Kogos states that he has Asperger syndrome, although he has not received a diagnosis.

=== Military service and education ===
Kogos claims that he studied at the Reserve Officers' Training Centre (CPOR) in 2005, graduating to reserve officer aspirant in the communications branch of the Brazilian Army.

He holds a degree in Business Administration from Insper – where he was editor-in-chief of Insper Post, the university's journal – and a supposed postgraduate degree in Economics from Mackenzie University. In April 2020, Kogos was reportedly in his second year of undergraduate studies in philosophy at the São Bento Monastery, São Paulo.

== Political activism ==

=== Views ===
Paulo Kogos became known for his controversial political statements on his YouTube channel Ocidente em Fúria. He advocates, among other points, separatism, the return of the Inquisition and the Crusades, and the defense of the Catholic Church against "moral devastation." He supports Jair Bolsonaro and has stated that he was "brave" for denouncing Christophobia at the 75th session of the UN General Assembly.

In an interview with Pânico, by Jovem Pan, Kogos declared himself an "extreme of the extreme right." Also, Kogos said that he had always leaned towards the political right, even appreciating the Brazilian military dictatorship, and that he had embraced anarcho-capitalism after studying the Austrian school of economics.

In an interview with O Estado de S. Paulo, Kogos identified himself as an "anarcho-capitalist with monarchical tendencies" and said that he sees in a democracy the "loss of moral restraints and ethical limits." He defends a Christian society with free markets, order, and hierarchy based on the principle of social inequality, where some people are better suited to serve. Authority would be exercised by "small governments formed by a natural elite."

=== COVID-19 pandemic ===
Some journalists accuse Paulo Kogos of being a COVID-19 denialist. He has described COVID as "a virus slightly worse than a little flu" and stated that the World Health Organisation "should be militarily wiped out by armed commandos." He has used his YouTube channel to discredit COVID vaccination.

Even though João Doria, the then-governor of São Paulo, is his family's friend, Kogos began to declare himself a fierce opponent of Doria and the social isolation measures he had decreed, promoting a campaign of opposition. On April 12, 2020, he took part in a demonstration on Paulista Avenue carrying a fake coffin. Following the incident, he was criticized on social media for disrespecting the victims of COVID-19. In his defense, Kogos stated that the coffin represented the burial of Doria's political career, Nazism, communism, and what he called "PSDBism." A few days later, he posted a video apologizing to the governor.

In the same month of April, Kogos had his Twitter account deleted for posting inappropriate content.
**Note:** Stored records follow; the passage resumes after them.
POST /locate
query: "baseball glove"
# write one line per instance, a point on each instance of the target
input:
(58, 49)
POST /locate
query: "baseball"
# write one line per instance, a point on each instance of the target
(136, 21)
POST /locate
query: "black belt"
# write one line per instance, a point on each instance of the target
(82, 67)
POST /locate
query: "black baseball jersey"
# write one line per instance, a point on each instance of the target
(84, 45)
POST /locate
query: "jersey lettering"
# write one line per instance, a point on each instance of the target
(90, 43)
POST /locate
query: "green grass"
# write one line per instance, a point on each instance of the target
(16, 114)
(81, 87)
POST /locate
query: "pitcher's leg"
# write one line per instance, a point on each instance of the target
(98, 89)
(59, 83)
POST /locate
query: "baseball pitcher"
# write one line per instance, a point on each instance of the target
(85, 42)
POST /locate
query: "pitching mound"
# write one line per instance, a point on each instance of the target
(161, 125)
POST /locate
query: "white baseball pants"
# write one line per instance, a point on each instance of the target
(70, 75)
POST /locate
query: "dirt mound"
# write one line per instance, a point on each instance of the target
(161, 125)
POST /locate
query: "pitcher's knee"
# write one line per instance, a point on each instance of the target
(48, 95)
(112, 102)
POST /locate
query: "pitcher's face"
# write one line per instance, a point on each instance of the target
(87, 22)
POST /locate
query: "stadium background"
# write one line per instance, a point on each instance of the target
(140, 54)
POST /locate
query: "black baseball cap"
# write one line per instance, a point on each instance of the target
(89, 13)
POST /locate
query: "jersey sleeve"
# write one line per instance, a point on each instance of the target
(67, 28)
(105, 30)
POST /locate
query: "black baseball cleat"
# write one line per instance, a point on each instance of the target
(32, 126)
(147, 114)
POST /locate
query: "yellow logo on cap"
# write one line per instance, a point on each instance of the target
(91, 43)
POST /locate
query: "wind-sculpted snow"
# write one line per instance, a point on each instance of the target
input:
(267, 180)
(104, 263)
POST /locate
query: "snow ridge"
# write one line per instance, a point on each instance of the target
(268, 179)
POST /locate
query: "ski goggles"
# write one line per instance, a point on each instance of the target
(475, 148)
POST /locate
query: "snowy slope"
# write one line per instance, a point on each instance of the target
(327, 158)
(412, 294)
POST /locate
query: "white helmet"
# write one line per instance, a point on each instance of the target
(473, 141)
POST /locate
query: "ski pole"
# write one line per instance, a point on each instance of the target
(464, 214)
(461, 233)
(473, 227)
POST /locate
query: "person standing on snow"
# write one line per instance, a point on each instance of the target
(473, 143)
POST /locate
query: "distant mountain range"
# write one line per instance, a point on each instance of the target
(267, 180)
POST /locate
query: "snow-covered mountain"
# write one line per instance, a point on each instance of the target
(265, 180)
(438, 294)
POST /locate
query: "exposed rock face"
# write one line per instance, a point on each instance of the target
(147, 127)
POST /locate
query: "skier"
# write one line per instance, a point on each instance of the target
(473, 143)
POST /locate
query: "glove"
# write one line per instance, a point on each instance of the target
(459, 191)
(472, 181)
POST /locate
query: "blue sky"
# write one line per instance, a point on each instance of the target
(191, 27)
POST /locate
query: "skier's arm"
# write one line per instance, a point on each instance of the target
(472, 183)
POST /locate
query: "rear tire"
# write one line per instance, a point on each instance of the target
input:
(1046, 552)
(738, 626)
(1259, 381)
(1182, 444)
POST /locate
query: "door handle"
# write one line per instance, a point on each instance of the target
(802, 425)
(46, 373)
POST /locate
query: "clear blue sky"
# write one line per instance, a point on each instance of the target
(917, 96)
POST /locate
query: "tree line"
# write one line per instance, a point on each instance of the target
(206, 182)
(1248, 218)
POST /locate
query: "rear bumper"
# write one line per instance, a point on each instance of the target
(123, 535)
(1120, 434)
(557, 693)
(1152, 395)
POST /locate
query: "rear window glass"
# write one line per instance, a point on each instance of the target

=== 2022 São Paulo legislative election ===
In April 2020, Kogos said that he was firmly opposed to party politics, denying any interest in running for elections, but in 2022, he joined the Brazilian Labor Party (PTB) to run for a seat in the Legislative Assembly of São Paulo. He received 33,109 votes, placing first in his party, but failed to be elected since the PTB did not reach the electoral quota.
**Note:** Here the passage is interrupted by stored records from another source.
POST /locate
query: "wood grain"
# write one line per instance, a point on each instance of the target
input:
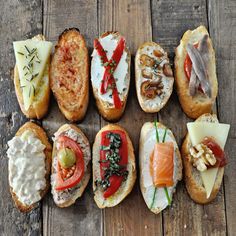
(83, 218)
(170, 19)
(222, 24)
(14, 27)
(132, 216)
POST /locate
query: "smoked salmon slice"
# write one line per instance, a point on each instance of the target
(162, 165)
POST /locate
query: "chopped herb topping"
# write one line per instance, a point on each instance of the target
(113, 157)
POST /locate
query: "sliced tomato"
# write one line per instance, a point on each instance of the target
(61, 184)
(115, 180)
(221, 158)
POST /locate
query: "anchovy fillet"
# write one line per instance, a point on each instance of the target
(199, 67)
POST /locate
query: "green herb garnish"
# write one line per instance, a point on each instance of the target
(113, 158)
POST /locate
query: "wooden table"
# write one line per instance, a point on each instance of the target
(163, 21)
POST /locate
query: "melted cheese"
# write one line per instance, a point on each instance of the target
(121, 73)
(160, 200)
(27, 83)
(197, 132)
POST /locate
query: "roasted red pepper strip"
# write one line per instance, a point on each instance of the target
(66, 142)
(110, 67)
(221, 158)
(115, 181)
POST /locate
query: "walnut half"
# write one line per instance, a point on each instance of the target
(202, 157)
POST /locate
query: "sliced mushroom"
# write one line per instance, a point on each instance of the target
(147, 74)
(145, 60)
(151, 89)
(157, 53)
(167, 70)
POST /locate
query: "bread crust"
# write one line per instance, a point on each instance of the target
(40, 133)
(145, 128)
(192, 177)
(87, 174)
(107, 110)
(153, 108)
(200, 103)
(72, 105)
(38, 109)
(123, 191)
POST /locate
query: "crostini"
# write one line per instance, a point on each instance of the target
(69, 72)
(195, 72)
(110, 74)
(71, 168)
(29, 164)
(204, 157)
(31, 78)
(114, 171)
(153, 77)
(160, 165)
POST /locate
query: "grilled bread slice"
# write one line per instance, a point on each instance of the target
(153, 77)
(126, 185)
(69, 72)
(196, 105)
(68, 197)
(193, 181)
(40, 104)
(40, 133)
(105, 104)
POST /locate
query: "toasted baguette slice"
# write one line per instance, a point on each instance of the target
(39, 107)
(66, 198)
(127, 185)
(146, 145)
(69, 73)
(193, 180)
(196, 105)
(155, 70)
(122, 73)
(40, 133)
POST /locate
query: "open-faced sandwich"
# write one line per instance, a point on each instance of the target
(29, 165)
(195, 72)
(71, 167)
(114, 171)
(31, 75)
(204, 157)
(69, 73)
(153, 77)
(160, 165)
(110, 74)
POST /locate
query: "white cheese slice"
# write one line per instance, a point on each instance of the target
(197, 132)
(30, 75)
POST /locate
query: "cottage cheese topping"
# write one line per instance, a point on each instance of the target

== Social media activity ==
A study by the Faculty of Social and Human Sciences of NOVA University Lisbon identified Paulo Kogos' YouTube channel as one of the dominant voices in the ecosystem of Brazilian right-populist movements on that platform. The ForceAtlas2 algorithm and the Modularity and Weighted Average Degree metrics allowed the detection of an entire community centered on his channel. It is inserted in the network dominated by Movimento Brasil Livre and the other dominated by anarcho-capitalist channel Ideias Radicais, acting as a bridge between both groups' communities.

== Literary references ==
Paulo Kogos appears in the libertarian children's book Anya e o Mistério do Sumiço do Cãozinho Galt in the role of Kogros the Terrible, "a boy who thought he was an ogre."